“JEDNA Z NAJWAŻNIEJSZYCH CECH KUCHNI STAROPOLSKIEJ BYŁA DUŻA ILOŚĆ I WIELKIE ZRÓŻNICOWANIE DAŃ RYBNYCH. POLSKĄ KUCHNIE CENIONO W EUROPIE WŁASNIE ZA BARDZO ROZWINIĘTĄ SZTUKĘ PRZYRZĄDZANIA POTRAW RYBNYCH.”
“One of the most important attributes of old Polish cuisine was the large quantity and variety of its fish dishes. Polish cuisine was valued in Europe precisely because it was so well developed in the art of cooking fish.”
{Jaroslaw Dumanowski, Andrzej Pawlas, Jerzy Poznań ski}
Poland’s oldest existing cookbook was written in 1682 by Stanislaw Czerniecki and contains over 100 recipes for fish. In the 17th and 18th Centuries Polish chefs were famous all over Europe for their freshwater fish recipes. To this day, fish is a big part of the Polish diet, prepared and eaten in many different ways – cold, warm, preserved, smoked, jellied, fried, baked and poached. We are not just limited to the fish available in supermarkets – if it’s swimming in the sea, lake or river, then we’ll eat it. In the summer, this often means simply rolling it in a mixture of flour and breadcrumbs, then frying it in butter to be eaten right there and then, with a surówka (slaw) and bread, overlooking the water it inhabited and washing it down with a cold beer.
The Catholic religious calendar, which is an ingrained part of Polish culture and life, whatever our religious beliefs now are, alternates times of fasting with times of feasting. Times of fasting call for fish opposed to meat and this is the main way in which we still fast. In the past the fasting was stricter (almost half the year was spent fasting) and during these times, men would often use the line ‘Idȩ na mała̧ rybkȩ’, which translates as ‘I’m going out to eat a little fish’. Which has now become a running joke, because the real intention was to wash the fish down with plenty of vodka.

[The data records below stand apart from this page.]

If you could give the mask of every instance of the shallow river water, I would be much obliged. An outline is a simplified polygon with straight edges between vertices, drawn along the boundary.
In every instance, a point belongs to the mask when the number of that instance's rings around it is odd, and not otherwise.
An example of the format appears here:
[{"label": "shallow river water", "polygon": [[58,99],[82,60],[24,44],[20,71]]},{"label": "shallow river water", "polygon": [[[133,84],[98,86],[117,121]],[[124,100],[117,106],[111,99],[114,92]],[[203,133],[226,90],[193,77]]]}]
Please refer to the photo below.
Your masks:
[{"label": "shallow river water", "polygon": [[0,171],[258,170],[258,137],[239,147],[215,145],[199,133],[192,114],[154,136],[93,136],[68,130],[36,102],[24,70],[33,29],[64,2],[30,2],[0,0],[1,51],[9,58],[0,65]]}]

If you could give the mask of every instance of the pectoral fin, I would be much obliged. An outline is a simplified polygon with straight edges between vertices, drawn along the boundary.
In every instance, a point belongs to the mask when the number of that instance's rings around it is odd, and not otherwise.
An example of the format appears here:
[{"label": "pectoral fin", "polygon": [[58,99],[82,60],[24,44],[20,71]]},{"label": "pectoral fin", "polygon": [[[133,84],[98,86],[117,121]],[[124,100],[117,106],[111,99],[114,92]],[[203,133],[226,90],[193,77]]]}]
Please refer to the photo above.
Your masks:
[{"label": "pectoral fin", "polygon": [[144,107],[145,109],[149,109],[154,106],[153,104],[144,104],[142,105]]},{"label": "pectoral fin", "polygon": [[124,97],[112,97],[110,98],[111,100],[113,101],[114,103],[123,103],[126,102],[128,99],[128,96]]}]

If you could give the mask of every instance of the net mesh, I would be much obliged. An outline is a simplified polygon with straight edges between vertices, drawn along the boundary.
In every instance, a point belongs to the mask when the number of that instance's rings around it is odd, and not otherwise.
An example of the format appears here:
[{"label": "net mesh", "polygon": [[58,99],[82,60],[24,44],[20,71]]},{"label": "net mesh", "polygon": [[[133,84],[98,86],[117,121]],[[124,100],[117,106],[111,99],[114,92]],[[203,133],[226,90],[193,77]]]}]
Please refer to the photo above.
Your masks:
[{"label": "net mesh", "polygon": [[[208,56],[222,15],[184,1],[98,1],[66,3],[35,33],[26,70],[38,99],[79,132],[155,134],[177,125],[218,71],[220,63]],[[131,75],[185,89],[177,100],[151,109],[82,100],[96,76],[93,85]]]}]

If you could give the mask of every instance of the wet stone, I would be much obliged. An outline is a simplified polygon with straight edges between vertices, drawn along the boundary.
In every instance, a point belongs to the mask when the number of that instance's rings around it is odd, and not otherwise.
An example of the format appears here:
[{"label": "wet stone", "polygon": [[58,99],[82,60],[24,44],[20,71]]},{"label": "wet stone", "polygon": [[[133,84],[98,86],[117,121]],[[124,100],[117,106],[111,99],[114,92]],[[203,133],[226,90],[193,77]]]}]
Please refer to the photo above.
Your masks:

In the colder months, preserved and smoked fish take centre stage. Smoked eel is a personal favourite, though quite rare to come by these days. Carp is always somewhere in the vicinity as I discovered when searching for fresh fish for this book. Our love of carp has been well publicised in the UK, with naughty Poles fishing for this most beloved fish in well-stocked British parks and offering anglers cash for their winning carp (always politely refused in the UK as the carp is always dropped back into the river).
In this chapter, I’ve tried to demonstrate a variety of fish recipes, inspired by quite distinct regions of Poland as well as including different types of fish. After all, if there is a demand for more freshwater fish then it will be stocked in shops and a great, positive change could come about as a result. (We should never underestimate our power as consumers.) I recommend using a good fishmonger and buying fish that’s as local as possible to where you live. There are many rare, exotic treasures to be found, so the most sensible option does not necessarily mean sticking to what you are familiar with. Cooking more unusual varieties means that you are less likely to be eating something that is over-fished; it is also less likely to be farmed in dirty, overcrowded waters.